Jarvis is my personal AI assistant. It focuses on the following points:

  • modular: parts of the system can be easily swapped out for changes, upgrades
  • communication standards: uses popular protocols for communication
  • light, accurate wakeword works on raspi4, raspi 0, phone, etc.
  • Client-Server: It runs on satellite devices (ie raspi 0) while some systems (ie TTS) are passed to the server to run
  • NLU/NLG and actions: light enough to run on raspi 4
  • ASR/TTS: light enough to run on Jetson Xavier NX or NUC
  • ITIL compliant: self-help, requests, issues, problems, monitoring, etc.
  • learning: system can record and adapt to simple request for changes automatically (ie adding or changing the intent of an utterance)
  • open source
  • self hosted services as skills: instead of just google, amazon, whatever service for skills, many of the skills can be self hosted services

Current state

  • raspi4 8gb ram, fan cooled, ARM64
  • runs in the living room only
  • uses PS eye microphone array (tweaked to reduce noise and enhance voice with pulse audio)
  • ASR is handled by google API instead of locally
  • TTS runs locally with mimic (but it sounds terrible)
  • Built own wake word (near production level quality)
    • Just a few too many false wake ups per week (~4 a week, I want to reduce it to ~1 a week)
    • Overly sensitive, requires parameter fine tuning to avoid false wake ups
      • Failed tflite testing as production model
  • Mostly uses Mycroft
    • Home assistant skill to control the lights
      • Only really works with the lights
      • NLG grammar issues on plural entities (ie 'kitchen lights', 'the kitchen lights is now off')
    • Weather skill can't seem to say the weather on the weekend (or in the future by date, or number of days), it offers today's weather.
      • This issue was raised to the developers
      • Possible hot fix: change to dev branch of weather skill?
    • On fall back, the timer is always triggered falsely
      • Can't permanently remove timer or fall back skill from Mycroft as hot fix
      • Reinstalling or upgrading doesn't seem to solve this issue (both reinstallation of the skills and the whole system)
      • If it hears anything, it will keep repeating 'how long of a timer' as a follow up until the environment is silent
      • This issue was raised to the developers
      • This really needs to be fixed, one way or another
  • Experiments
    • Telegram skill
      • Responses are still spoken out loud
      • Lots of strange errors (this needs a lot of work!)
    • Rasa skill
      • The dialog handling for ASR input isn't ideal (it beeps when it wants an input, and does this for every turn of the dialog)
      • Forms aren't handled codelessly in RasaX
    • Issue reporting skill: diagnostic mode
      • Initially built with Adapt (Padatious doesn't support follow ups)
      • It works for simple issue reporting and sending an email, complex forms not implemented
      • tried to implement further with Rasa skill, it didn't really pop off right
      • I was able to get the last utterance (not counting the utterance to trigger 'diagnostic mode'), response, etc. from Mycroft and even pass it to Rasa (however these features are very poorly documented for Mycroft, it takes lots of guess work)
    • Learning skill
      • It works okay for creating utterances (keywords for Adapt) and responses.
      • No deeper dialog generation possible (ie follow ups)
      • Otherwise limited to only basic utterance response, no actions, mapping to existing intents, etc.

Next state

This will be the final state of using mostly Mycroft in production (as a whole system), after this Jarvis will be pivoted to Rhasspy in production (with some components of Mycroft)

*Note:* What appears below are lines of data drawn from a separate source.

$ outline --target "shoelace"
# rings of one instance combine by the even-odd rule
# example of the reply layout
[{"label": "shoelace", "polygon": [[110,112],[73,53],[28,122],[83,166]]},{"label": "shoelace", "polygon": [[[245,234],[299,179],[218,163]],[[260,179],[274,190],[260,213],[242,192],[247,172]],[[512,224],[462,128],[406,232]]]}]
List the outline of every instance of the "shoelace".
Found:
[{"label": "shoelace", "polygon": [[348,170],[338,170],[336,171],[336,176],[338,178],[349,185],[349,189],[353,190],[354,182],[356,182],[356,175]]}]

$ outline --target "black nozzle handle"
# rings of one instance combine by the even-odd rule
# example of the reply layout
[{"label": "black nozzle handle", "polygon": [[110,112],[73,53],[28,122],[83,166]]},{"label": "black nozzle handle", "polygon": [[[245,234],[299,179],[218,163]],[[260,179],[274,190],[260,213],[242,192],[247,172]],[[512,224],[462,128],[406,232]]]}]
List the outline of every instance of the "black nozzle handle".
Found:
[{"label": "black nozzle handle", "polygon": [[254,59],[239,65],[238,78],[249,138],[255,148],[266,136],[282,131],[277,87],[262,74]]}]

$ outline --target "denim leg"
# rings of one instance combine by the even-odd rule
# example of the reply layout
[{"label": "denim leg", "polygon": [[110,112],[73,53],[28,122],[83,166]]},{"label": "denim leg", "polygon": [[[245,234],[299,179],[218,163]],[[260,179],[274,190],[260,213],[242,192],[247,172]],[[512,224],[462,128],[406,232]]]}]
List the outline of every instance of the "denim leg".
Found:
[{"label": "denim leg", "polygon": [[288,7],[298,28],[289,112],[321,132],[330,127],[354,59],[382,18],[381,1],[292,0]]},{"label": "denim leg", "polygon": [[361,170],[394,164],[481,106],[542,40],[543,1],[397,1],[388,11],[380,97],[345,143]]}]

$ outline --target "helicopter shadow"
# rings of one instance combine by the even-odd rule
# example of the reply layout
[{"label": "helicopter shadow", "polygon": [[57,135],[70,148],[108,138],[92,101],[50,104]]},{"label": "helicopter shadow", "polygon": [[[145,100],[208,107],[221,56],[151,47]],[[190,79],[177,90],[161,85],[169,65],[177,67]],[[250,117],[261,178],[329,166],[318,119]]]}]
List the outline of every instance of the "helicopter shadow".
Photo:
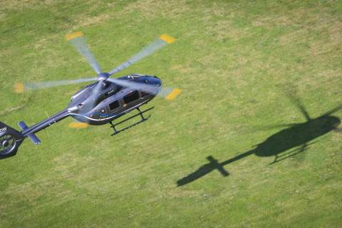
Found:
[{"label": "helicopter shadow", "polygon": [[282,127],[285,128],[255,145],[255,148],[224,162],[219,162],[211,155],[207,157],[208,162],[200,167],[195,172],[178,180],[177,181],[177,187],[189,184],[215,170],[218,170],[222,176],[227,177],[229,173],[224,170],[224,165],[253,154],[259,157],[274,156],[274,160],[270,163],[270,165],[273,165],[306,151],[310,147],[311,145],[317,142],[313,142],[314,140],[332,130],[341,131],[341,129],[338,128],[338,126],[341,124],[341,119],[332,115],[332,114],[341,110],[342,105],[318,118],[311,118],[304,105],[298,98],[291,95],[289,96],[289,98],[305,117],[306,122],[273,126],[272,128]]}]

  • create final production wakeword model (tf lite production model)
    • blocker: wakeword data prep must be done
  • switch to dev branch for weather as quick fix?
  • attempt solution to fallback timer trigger?

Future state

  • Rhasspy
  • Mycroft components (forked version of Precise, some of the skills)
  • Rasa?
  • Snips skills?
  • communication via telegram (at least text, recording audio messages to be used as via ASR to transcribe the utterance is a nice to have)
  • NLG grammatical agreement
  • nice to have: quick commands (a quick command can be used without requiring the wake word first, ie 'Jarvis I left the grill on' → 'I've set a timer for ten minutes to remind you to turn the grill off')
  • centralized skills
    • automated defect management (diagnostic mode)
    • briefs (informational briefs)
    • self-help (OQA on documentation)
    • expanded home assistant skill from Mycroft (ie intent to vacuum a room with the vacuum robot)
    • onboarding (tour of home and of Jarvis)

User Stories

  • Onboarding: When a new user comes to my home, they should be onboarded (given a tour by Jarvis).
    • When prompted (ie 'hey jarvis, introduce yourself to [name]), Jarvis will introduce itself (did it get the name correctly?)
      • Jarvis asks the user to try the wakeword
        • if the wakeword doesn't work, Jarvis collects new recordings from the user to be processed into the wakeword model
      • Jarvis gives a tour of the home, showing users the home while teaching them how to use the hardware and software of the home (including utterances for the voice assistant)
  • Self help and incident management: When a user wants to raise an issue or has a question Jarvis can address it.
    • Automated defect management: diagnostic mode
      • Upon fallback (when there is no intent for an utterance), the automated defect management skill (diagnostic mode) is activated
        • User can skip this if they don't want to go through the questions to diagnose
        • Jarvis asks the user if the utterance was transcribed correctly (detect if ASR issue)
        • If the user says the utterance is correctly transcribed, Jarvis asks the user other questions to determine if the utterance should be mapped to an existing intent (a variant utterance) or if it is currently out of scope, etc.
      • User can activate diagnostic mode at any time
        • Jarvis asks a series of questions to determine the issue (ie last utterance went to wrong intent and needs to be mapped to another intent)
        • If the issue can't be hot fixed, the user can get Jarvis to make a note of this issue (report an issue, ie send as email, add to a DB, etc.)
      • User can report false wake ups
        • when Jarvis is inadvertently activated, a user can simply say 'false wakeup' and it goes to the diagnostic mode intent for false wake ups, the audio that caused the false wake up is saved to later improve the model
    • Self help desk
      • A user can ask questions that will be answered by the documentation of the projects used
      • examples
        • How do I connect my lights to be controlled automatically?
        • How do I use X (service)?
  • User can write Jarvis via telegram (or slack, etc.) instead of just speaking to Jarvis, the user receives the answer via text reply
  • Configurable informational briefs
    • User can setup informational briefs (without coding)
    • User can say an utterance and receive a customized informational brief
      • Example
        • User: 'hey jarvis, good morning'
        • Jarvis: 'good morning [name], here's your 'good morning' brief...
          • "weather"
          • "calendar"
          • "Stocks/crypto"
  • Home assistant
    • User can use utterances to control the entities in home assistant (similar to home assistant skill in Mycroft)
  • When a user asks who they are, Jarvis answers with their user name (knows the identity)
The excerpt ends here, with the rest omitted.